Synchronization of stochastic dissipative differential equation driven by fractional Brownian motions
Qiyong Cao, Hongjun Gao, Wei Wei
TL;DR
This work addresses synchronization of dissipative stochastic differential equations driven by nonlinear multiplicative fractional Brownian noise, with Hurst index $H \\in \\left(\\tfrac{1}{3},\\tfrac{1}{2}\\right)\\cup\\left(\\tfrac{1}{2},1\\right)$. It uses the Doss-Sussmann transformation to convert the stochastic system into a random differential equation framework, enabling trajectory synchronization for both Young ($H>\\tfrac{1}{2}$) and rough-path ($H\\in(\\tfrac{1}{3},\\tfrac{1}{2}]$) regimes under dissipativity and smoothness assumptions on the drift and diffusion coefficients. The main results show that, as the coupling strength $\\kappa$ tends to infinity, the two component trajectories converge to a common synchronized path $\\bar{Y}$, governed by the averaged drift $\\frac{1}{2}(f(\\bar{Y})+g(\\bar{Y}))$ with the same noise drive, in both the Young and rough settings.
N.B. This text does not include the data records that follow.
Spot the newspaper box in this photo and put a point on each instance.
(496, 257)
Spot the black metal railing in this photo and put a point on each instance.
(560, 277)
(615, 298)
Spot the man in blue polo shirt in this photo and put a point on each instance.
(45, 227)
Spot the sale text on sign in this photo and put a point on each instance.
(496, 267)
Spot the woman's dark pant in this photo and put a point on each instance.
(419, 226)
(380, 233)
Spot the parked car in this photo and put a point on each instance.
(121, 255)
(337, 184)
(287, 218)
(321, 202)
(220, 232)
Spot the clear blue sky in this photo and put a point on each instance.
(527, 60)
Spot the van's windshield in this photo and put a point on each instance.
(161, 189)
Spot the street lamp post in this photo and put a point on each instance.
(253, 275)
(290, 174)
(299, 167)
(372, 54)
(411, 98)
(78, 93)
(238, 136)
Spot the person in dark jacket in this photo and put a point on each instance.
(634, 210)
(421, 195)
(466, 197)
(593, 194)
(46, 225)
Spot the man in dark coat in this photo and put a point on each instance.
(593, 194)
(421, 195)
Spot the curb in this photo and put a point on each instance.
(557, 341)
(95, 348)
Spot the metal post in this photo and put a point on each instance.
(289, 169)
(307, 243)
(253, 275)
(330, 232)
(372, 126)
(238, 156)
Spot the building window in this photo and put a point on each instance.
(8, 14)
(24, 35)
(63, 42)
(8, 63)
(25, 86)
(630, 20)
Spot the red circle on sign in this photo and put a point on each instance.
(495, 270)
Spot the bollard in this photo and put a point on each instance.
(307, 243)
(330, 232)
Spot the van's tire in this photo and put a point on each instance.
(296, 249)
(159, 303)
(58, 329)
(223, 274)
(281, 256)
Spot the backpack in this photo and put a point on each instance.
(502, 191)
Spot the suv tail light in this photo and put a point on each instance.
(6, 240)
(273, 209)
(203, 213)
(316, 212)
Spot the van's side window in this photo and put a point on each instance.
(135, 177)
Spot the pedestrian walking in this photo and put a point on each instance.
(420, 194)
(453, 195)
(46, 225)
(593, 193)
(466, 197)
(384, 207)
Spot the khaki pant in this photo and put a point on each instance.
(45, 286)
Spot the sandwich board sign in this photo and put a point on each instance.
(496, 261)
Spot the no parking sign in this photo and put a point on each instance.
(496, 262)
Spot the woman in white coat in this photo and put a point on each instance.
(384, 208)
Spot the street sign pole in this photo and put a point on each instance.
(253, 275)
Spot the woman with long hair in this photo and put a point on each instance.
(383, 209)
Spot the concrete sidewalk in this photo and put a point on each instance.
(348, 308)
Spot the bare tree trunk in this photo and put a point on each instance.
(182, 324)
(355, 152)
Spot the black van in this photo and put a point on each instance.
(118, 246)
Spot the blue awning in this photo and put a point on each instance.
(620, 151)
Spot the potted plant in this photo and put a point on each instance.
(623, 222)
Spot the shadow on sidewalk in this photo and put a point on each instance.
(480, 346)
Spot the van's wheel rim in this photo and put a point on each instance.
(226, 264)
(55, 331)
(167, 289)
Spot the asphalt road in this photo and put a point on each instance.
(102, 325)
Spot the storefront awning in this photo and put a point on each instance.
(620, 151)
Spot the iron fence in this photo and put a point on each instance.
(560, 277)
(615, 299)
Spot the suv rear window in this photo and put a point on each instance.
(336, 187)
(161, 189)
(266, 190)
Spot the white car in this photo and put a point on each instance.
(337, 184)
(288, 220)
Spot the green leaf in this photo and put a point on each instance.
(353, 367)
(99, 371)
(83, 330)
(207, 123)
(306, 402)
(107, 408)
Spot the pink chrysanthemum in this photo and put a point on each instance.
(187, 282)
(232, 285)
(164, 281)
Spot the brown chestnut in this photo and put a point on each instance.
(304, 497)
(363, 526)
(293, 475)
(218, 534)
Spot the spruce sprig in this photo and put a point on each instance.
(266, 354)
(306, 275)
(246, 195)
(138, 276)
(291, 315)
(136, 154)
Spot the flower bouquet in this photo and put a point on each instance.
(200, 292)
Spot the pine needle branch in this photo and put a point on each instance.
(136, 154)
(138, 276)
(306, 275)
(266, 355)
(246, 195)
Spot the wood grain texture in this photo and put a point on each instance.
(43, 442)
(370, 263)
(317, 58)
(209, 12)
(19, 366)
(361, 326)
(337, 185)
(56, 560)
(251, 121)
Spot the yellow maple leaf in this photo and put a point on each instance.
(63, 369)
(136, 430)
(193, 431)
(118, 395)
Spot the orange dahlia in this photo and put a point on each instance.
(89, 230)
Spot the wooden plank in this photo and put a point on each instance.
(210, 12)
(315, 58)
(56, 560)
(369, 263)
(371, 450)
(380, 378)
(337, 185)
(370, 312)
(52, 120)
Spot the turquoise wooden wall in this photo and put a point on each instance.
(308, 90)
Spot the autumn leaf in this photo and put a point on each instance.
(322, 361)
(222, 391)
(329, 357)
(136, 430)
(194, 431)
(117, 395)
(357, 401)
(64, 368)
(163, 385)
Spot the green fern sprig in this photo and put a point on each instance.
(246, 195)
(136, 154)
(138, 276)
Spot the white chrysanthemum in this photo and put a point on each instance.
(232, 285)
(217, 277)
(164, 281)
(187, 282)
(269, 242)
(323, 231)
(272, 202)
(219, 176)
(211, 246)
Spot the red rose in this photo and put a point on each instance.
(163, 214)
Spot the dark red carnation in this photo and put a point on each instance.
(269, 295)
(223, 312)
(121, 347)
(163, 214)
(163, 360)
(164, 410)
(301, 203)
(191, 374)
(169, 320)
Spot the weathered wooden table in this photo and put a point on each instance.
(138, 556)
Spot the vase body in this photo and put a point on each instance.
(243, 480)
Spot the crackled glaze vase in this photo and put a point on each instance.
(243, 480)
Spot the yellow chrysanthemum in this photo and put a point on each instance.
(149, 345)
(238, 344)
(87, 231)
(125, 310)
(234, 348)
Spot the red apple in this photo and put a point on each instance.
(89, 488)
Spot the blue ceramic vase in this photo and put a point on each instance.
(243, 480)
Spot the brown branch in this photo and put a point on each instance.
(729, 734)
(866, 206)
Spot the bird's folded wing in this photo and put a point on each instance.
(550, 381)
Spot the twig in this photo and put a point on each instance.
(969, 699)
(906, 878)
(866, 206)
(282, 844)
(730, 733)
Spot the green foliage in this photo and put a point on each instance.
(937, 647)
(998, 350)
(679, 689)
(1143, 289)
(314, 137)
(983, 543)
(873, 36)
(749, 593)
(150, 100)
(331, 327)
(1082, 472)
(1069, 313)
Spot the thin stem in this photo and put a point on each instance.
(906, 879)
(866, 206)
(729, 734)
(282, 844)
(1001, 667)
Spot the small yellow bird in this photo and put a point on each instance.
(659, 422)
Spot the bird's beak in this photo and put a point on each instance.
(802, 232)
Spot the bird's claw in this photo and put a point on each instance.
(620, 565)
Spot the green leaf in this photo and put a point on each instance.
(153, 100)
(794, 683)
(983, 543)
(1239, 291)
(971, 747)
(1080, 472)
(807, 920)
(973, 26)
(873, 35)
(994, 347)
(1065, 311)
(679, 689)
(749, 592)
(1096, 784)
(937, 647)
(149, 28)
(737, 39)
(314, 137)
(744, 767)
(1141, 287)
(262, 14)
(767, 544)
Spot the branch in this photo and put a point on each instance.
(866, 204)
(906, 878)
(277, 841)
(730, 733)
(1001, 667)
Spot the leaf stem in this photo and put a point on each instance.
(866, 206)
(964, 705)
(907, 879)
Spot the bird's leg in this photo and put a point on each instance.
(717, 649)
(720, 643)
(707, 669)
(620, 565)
An illustrative double-well example validates the theory and demonstrates robustness under both standard fractional Brownian motion and rough-path formulations. This work extends synchronization mechanisms to nonlinear multiplicative fractional noise, providing a pathwise framework that complements existing Lyapunov and random-dynamical approaches.
Abstract
In this paper, we study a class of dissipative stochastic differential equations driven by nonlinear multiplicative fractional Brownian noise with Hurst index $H \in \left(\frac{1}{3},\frac{1}{2})\cup(\frac{1}{2}, 1\right) $. We establish the well-posedness of the associated coupled stochastic differential equations and prove synchronization in the sense of trajectories. Our approach relies on the Doss-Sussmann transformation, which enables us to extend existing results for additive and linear noise to the case of nonlinear multiplicative fractional Brownian noise. The findings provide new insights into the synchronization of dissipative systems under fractional noise perturbations.